What is the Catholic Church’s position on donating body parts for medical science? (Northampton, Pennsylvania)


Let’s divide the answer into two parts: post-mortem transplants and those from living donors. Gifts from a donor who has clearly died — either to a living recipient or to scientific research — is the easier part.

The Catechism of the Catholic Church says: “Organ donation after death is a noble and meritorious act and is to be encouraged as an expression of generous solidarity” (No. 2296). The Church does teach that the remains, after organ donation or medical research, should be treated with reverence and should be entombed or buried.

As to gifts from living donors — bone marrow, say, or a lung — this is morally permissible so long as it is not life-threatening to the donor and does not deprive the donor of an essential bodily function (and provided that the anticipated benefit to the recipient is proportionate to the harm done to the donor).

In his 1995 encyclical “The Gospel of Life,” St. John Paul II called organ donation an example of “everyday heroism,” and in 2014, Pope Francis told the Transplantation Committee for the Council of Europe that organ donation is “a testimony of love for our neighbor.”


I have a friend whose father-in-law died recently. The man wanted to be cremated. The family called the church, and the pastor asked where the burial plot was located. When they said that they didn’t have one, they were informed that there would not be a funeral Mass.

Do you have to show proof of a burial spot to have a funeral Mass celebrated? (Bettendorf, Iowa)


Since 1963, the Catholic Church has permitted the practice of cremation — although the Church’s preference is still for burying the body, since this expresses more clearly the Christian belief in the resurrection of the body.

When cremation does take place, the Church has specific guidelines as to the final disposition of the cremains.

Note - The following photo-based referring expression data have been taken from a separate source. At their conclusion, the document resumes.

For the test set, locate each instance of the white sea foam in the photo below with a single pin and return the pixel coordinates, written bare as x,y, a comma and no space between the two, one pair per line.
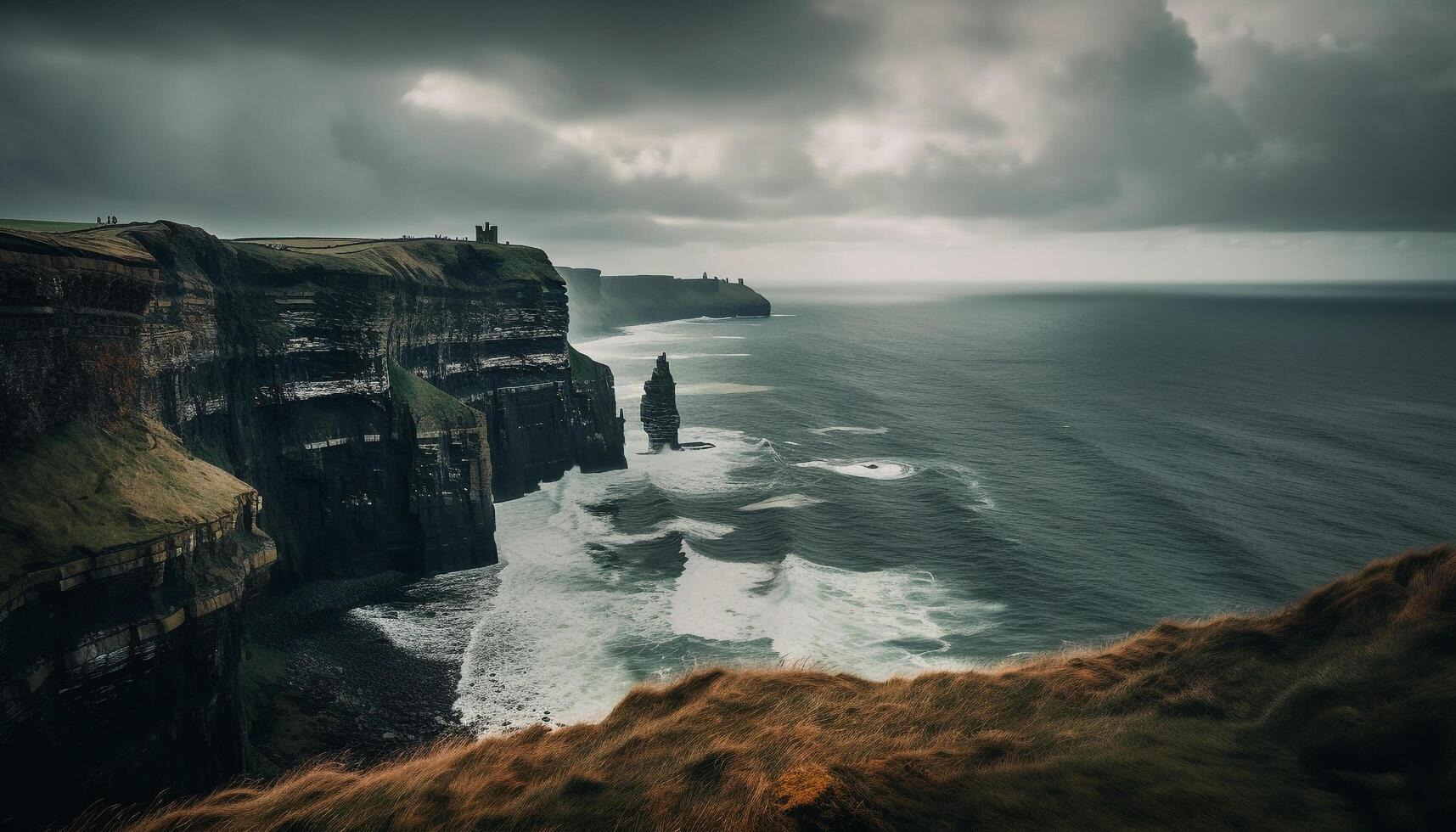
570,630
437,628
677,356
720,390
865,468
847,429
786,502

The appendix to the Order of Christian Funerals states: “The cremated remains should be buried in a grave or entombed in a mausoleum or columbarium. The practice of scattering cremated remains on the sea, from the air or on the ground, or keeping cremated remains in the home of a relative or friend of the deceased are not the reverent disposition that the Church requires” (No. 417).

That teaching was reaffirmed by the Vatican’s Congregation for the Doctrine of the Faith in an instruction issued in 2016. This instruction explains that “the reservation of the ashes of the departed in a sacred place ensures that they are not excluded from the prayers and remembrance of their family or the Christian community.”

Still though, I am not aware of any universal mandate for proof of a burial place prior to scheduling a funeral Mass. My own inclination would be to explain to the family of the deceased the rationale behind the Church’s rule on cremains but not to prohibit a funeral Mass.


I have always been attracted to the verse in John’s Gospel (11:35) that says that, learning of the death of Lazarus, “Jesus wept.” It shows how much Christ loved Lazarus and all of humanity. But I’m wondering just why Jesus wept.

Was it because Jesus was actually grieving over the death of his friend? Or did he shed tears of joy, knowing that Lazarus was not suffering from his illness anymore, that Lazarus was perhaps getting a taste of heaven and that Christ was going to use the occasion to show forth the power of God? (Waipahu, Hawaii)


That short and simple verse from the Gospel reflects a complex truth — a truth that prompts your excellent question and makes the answer difficult. Jesus had two natures — truly human and truly divine. Both natures were at work in the matter of Lazarus.

Pope Leo the Great, reflecting on this same passage, is thought to have said: “In his humanity Jesus wept for Lazarus; in his divinity he raised him from the dead.” Jesus felt deeply the pain of Lazarus’ death. When Martha and Mary sent word to Jesus of the impending crisis, their message had been, “Master, the one you love is ill.”

Clearly, Jesus knew in advance what he was going to do, for he told them, “This illness is not to end in death, but is for the glory of God.” But his awareness of that eventual outcome did not relieve Christ’s human sorrow, and this is the mystery of his dual nature. The answer to both of your questions is “Yes.”

Jesus was truly grieving over Lazarus’ passing and the pain it was causing Martha and Mary, but just as surely, he knew that the situation would ultimately serve to glorify God.

The mystery of that duality will only lift fully when we rest in God’s house; meanwhile it may help to think that, right now, we ourselves struggle to balance those twin feelings. When someone we love dies, our faith promises the joy of reunion; yet, even so, we feel deeply the sting of loss. We believe in eternal life, but that doesn’t stop our tears.